Los camiones bombeaban el concreto a través de tubos de metal hasta el lugar donde esperaba el esqueleto de hierro a ser tragado por esa cosa gris que es la que sostiene la mayor parte de los cimientos que pisamos. Mientras avanzaba el concreto atragantándose los huesos de la obra, los obreros le ayudaban a su paso para que que cubriera la mayor parte posible y que llenara todos los espacios evitando que quedara aire entre las armaduras de hierro y redujera su resistencia. Otro equipo realizaba pruebas de concreto para confirmar su resistencia y un bombero rociaba un curador para ayudar al fraguado.
Eran las 7.30 p.m. y aún no terminaba el proceso de fundición, un proceso que no se puede dejar a medias, sino la obra queda medio sostenida en sus bases, pero lo que si empezaba era una leve llovizna, de aquellas que los poetas llaman calabobos, solo te hacen pensar que va a llover, pero no es más que una leve llovizna, casi imperceptible.
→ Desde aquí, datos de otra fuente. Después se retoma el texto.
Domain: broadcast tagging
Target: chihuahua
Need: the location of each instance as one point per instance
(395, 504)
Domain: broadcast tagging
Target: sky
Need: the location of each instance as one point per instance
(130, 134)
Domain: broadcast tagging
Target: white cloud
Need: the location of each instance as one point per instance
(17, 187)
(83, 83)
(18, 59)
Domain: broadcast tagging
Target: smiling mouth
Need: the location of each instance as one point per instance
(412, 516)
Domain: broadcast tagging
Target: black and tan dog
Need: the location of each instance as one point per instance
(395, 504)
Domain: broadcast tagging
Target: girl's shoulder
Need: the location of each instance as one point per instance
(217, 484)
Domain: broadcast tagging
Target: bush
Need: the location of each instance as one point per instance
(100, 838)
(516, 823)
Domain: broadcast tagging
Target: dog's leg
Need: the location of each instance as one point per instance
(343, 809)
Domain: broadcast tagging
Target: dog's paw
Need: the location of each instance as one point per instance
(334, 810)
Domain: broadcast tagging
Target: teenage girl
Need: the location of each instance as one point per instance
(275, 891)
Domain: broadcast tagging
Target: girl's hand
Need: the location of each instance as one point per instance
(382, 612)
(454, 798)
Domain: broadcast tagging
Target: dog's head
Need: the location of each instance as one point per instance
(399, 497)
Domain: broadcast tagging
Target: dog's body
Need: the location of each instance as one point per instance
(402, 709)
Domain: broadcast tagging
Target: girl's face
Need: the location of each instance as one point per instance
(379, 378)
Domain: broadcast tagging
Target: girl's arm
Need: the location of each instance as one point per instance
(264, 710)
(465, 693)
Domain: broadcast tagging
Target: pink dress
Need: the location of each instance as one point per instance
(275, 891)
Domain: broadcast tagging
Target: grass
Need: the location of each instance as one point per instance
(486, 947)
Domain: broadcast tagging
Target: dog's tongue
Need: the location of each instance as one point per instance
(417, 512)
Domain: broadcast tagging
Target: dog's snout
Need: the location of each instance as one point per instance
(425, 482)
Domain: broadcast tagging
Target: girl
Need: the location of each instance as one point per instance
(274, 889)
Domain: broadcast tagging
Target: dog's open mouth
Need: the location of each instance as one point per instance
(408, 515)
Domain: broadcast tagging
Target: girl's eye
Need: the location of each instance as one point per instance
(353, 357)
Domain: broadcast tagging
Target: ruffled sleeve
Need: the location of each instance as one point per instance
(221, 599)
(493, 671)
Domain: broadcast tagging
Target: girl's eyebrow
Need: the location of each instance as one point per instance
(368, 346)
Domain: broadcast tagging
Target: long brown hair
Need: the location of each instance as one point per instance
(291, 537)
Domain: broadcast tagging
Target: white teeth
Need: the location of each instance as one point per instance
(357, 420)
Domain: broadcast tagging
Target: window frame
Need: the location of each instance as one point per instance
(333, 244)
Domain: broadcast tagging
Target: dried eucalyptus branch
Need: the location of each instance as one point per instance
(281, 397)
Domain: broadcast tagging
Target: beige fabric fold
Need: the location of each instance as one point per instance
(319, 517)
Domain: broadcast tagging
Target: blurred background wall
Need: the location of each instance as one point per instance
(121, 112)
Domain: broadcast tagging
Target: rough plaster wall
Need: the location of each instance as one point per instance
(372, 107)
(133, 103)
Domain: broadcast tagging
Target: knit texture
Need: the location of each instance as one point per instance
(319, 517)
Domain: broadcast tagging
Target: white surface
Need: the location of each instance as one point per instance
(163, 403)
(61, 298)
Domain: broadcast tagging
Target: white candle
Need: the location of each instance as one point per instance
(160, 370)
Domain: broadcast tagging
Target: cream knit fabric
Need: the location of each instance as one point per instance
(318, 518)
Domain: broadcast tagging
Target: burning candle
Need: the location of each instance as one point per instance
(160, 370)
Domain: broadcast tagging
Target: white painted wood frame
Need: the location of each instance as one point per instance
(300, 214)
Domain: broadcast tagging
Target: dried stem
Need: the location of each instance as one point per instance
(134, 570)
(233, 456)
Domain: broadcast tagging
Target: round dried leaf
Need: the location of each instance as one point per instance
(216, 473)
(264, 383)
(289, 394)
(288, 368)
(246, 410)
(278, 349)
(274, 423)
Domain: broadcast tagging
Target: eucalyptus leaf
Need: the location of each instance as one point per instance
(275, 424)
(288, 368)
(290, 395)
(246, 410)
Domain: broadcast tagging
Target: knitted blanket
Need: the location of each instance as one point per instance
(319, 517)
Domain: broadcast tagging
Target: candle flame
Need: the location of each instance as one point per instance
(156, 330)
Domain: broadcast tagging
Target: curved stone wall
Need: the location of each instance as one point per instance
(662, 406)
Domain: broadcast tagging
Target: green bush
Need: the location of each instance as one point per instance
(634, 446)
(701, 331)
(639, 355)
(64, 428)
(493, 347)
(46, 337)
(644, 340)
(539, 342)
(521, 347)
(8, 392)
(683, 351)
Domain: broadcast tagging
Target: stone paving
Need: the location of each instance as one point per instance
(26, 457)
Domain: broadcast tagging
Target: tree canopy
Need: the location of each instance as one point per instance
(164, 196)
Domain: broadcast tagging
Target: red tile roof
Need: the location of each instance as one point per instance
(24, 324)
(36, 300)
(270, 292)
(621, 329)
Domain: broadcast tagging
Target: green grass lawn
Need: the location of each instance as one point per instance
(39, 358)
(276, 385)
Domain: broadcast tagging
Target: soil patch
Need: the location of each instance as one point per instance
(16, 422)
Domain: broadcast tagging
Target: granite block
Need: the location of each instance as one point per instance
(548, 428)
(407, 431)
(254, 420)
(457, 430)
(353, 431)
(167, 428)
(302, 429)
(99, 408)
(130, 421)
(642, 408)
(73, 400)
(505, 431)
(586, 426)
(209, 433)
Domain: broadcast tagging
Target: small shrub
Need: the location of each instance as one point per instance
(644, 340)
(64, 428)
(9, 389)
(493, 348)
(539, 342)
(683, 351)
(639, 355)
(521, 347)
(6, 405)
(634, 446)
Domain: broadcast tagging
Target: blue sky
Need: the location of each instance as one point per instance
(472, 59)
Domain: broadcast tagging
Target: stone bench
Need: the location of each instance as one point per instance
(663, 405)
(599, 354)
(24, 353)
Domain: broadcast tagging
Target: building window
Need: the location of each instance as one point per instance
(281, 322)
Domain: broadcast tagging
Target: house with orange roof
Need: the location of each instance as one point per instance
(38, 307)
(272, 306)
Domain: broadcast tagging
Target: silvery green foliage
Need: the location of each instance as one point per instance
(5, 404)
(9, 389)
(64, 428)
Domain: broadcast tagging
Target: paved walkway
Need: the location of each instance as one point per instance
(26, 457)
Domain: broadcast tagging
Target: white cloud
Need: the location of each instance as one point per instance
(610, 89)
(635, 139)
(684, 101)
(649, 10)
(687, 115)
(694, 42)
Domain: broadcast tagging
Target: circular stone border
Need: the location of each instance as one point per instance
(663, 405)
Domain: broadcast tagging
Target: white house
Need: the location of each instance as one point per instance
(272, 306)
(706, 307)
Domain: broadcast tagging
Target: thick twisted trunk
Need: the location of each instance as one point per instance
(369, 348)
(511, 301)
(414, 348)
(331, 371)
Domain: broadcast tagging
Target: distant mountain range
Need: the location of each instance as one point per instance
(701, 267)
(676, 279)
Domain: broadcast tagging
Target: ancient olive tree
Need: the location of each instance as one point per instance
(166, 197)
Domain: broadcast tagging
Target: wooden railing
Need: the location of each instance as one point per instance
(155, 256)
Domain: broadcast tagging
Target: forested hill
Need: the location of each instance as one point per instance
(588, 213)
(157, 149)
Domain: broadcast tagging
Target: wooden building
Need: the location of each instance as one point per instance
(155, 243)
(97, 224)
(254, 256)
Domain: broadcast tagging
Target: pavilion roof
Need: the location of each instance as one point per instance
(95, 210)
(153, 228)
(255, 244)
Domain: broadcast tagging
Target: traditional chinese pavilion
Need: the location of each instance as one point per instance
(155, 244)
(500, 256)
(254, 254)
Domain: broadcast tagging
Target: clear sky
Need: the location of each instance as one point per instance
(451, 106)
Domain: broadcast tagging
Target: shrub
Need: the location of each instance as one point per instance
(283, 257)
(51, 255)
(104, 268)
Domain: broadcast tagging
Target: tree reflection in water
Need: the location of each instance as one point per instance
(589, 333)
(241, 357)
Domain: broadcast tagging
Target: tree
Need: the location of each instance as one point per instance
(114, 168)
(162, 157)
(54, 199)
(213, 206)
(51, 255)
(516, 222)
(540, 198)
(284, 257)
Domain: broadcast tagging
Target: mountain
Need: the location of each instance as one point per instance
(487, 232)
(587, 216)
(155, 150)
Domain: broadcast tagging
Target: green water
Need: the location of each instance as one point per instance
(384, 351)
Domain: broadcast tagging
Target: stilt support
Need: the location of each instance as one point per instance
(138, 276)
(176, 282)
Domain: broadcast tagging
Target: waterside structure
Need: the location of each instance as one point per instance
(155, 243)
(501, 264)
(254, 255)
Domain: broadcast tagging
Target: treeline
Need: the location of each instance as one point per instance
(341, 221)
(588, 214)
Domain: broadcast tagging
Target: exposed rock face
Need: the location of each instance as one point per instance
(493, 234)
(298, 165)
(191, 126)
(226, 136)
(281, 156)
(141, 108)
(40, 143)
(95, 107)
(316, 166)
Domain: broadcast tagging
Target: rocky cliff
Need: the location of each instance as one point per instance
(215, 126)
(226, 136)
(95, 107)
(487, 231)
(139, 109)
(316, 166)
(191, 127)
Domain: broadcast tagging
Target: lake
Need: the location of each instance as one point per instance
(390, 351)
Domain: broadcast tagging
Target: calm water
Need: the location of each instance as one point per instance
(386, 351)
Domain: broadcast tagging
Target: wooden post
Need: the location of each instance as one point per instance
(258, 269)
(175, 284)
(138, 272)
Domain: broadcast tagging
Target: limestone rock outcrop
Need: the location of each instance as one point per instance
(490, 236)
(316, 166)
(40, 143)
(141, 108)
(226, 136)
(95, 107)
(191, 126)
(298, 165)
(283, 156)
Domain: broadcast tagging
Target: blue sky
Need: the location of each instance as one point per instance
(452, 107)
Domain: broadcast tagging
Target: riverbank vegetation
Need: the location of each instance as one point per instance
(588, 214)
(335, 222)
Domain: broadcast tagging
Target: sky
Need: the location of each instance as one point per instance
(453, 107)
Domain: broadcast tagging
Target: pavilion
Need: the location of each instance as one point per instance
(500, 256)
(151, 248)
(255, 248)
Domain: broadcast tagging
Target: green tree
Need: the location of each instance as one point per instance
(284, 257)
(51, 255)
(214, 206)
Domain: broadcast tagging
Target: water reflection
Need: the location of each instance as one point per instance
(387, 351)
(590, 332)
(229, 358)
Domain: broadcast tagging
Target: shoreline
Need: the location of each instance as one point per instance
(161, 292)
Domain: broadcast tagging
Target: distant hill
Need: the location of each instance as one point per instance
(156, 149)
Entonces se hizo el milagro esperado, poco antes de terminar el cielo rocío el concreto con agua para ayudar a los cimientos de la obra, recuerdo a mi padre decir: "Que llueva todo lo que quiera ahora", cuando ya estábamos dispuestos a partir de regreso a la capital.
En la bodega con un limón pelado y unos granos de sal, nos disfrutamos ese fruto ácido que en tantas comidas acompañamos, y bajo la llovizna nos retiramos del lugar.